Werebears was purchased from George Nicholas in 2026 by Exeter based toy manufacturer KTL with plans to bring the brand back to life to a global audience.

Two new plush products were released to the UK market. The Collab with Baby Three (The Asian blind box) and Werebears x Tokyo which is a more Manga look of Werebears. These are very small launches to bring the brand back into consumers minds.

The massive Squishy Dumpling craze in the toy aisle in 2026 also go a Werebears feel. With the introduction of Were-baos.
Featuring all original Werebears in Dumpling form.

==Synopsis==
The WereBears' adventure begins near the fictional village of Munchen-Luncheon, a tiny place in a remote corner of Bavaria where time seems to have stood still.
The Bears were created by kindly old toymaker Baron Egon Baconburger, who lives in Castle Casserole. But the Baron fell victim to an ancient curse on his family that changed him into a werewolf, and somehow he passed on this curse to the four teddy bears... hence they became WereBears. Now the Bears have got themselves hopelessly lost in the forest and the Baron desperately needs to find them before his secret is discovered.
The Baron and the Bears may look scary, but they are still innocent and good-hearted inside. However, there are darker forces to be reckoned with... anything might happen in the forest beyond Munchen-Luncheon, because it is the enchanted domain of the horrible Witch Hazel, her hideous TerrorTeds, and other assorted nasties!

==Toy Characters==
In total, nine characters were produced for this toy line. They are as follows.

WereBears

Howler - A blue bear with yellow 'trousers'.
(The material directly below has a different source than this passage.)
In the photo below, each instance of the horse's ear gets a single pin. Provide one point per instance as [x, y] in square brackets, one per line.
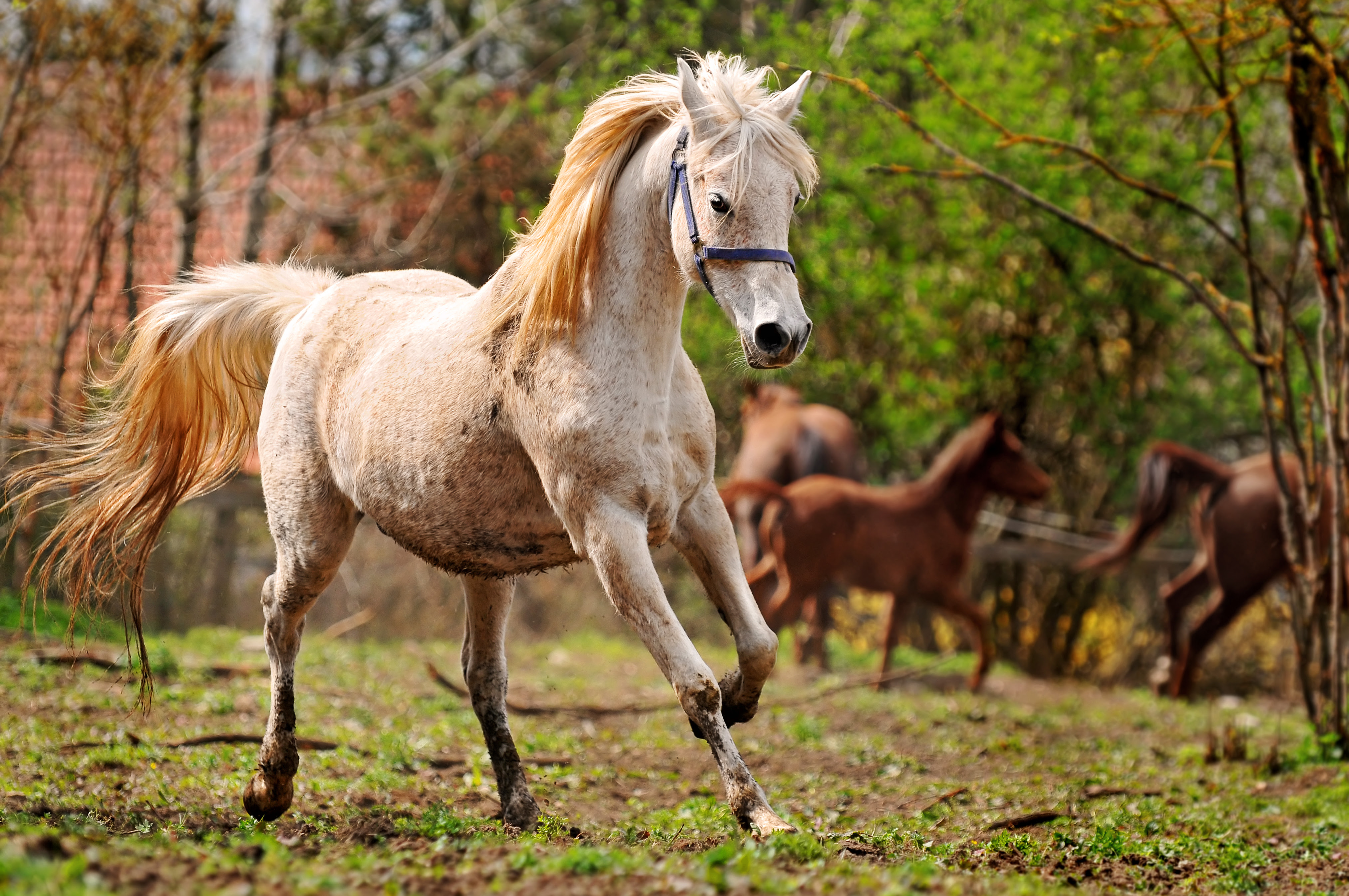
[702, 121]
[787, 103]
Grizzler - A yellow bear with a striped shirt.

Fang - A red bear with a baseball cap hat and a single tooth.

Gums - A dark blue bear with a pompom hat and no teeth.
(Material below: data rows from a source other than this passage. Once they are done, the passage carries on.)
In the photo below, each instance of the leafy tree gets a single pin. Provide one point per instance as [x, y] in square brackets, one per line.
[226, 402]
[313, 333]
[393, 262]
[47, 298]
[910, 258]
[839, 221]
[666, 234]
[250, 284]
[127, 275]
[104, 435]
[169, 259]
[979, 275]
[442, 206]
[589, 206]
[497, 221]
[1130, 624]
Growler - An orange bear with blue 'trousers' and a badge which, when pressed, played a howling noise.

TerrorTeds

Snapper - A green bear with mismatched eyes and a large number of teeth.

Chomp - A red bear with a pitchfork tail and a large lower jaw.

Munch - A purple bear with a strong brow and flat head.

Grunt - A shaggy black bear with a red stomach.

==Other media==
A comic book was published in 1990 by Clearmark Productions/London Editions Magazines and lasted seven issues. Four artists, George Nicholas as creator, along with Nigel Parkinson and Julie Evans hand wrote and inked each issue before submitting to the publisher to print and distribute. The first issue was a retelling of the WereBears' origin, the second issue retold the origin of the TerrorTeds, and the third issue retold the origin of Growler. The following four issues each focused on an adventure of one of the WereBears versus one of the TerrorTeds.

Universal Studios was in talks with George Nicholas to make a film about the bears.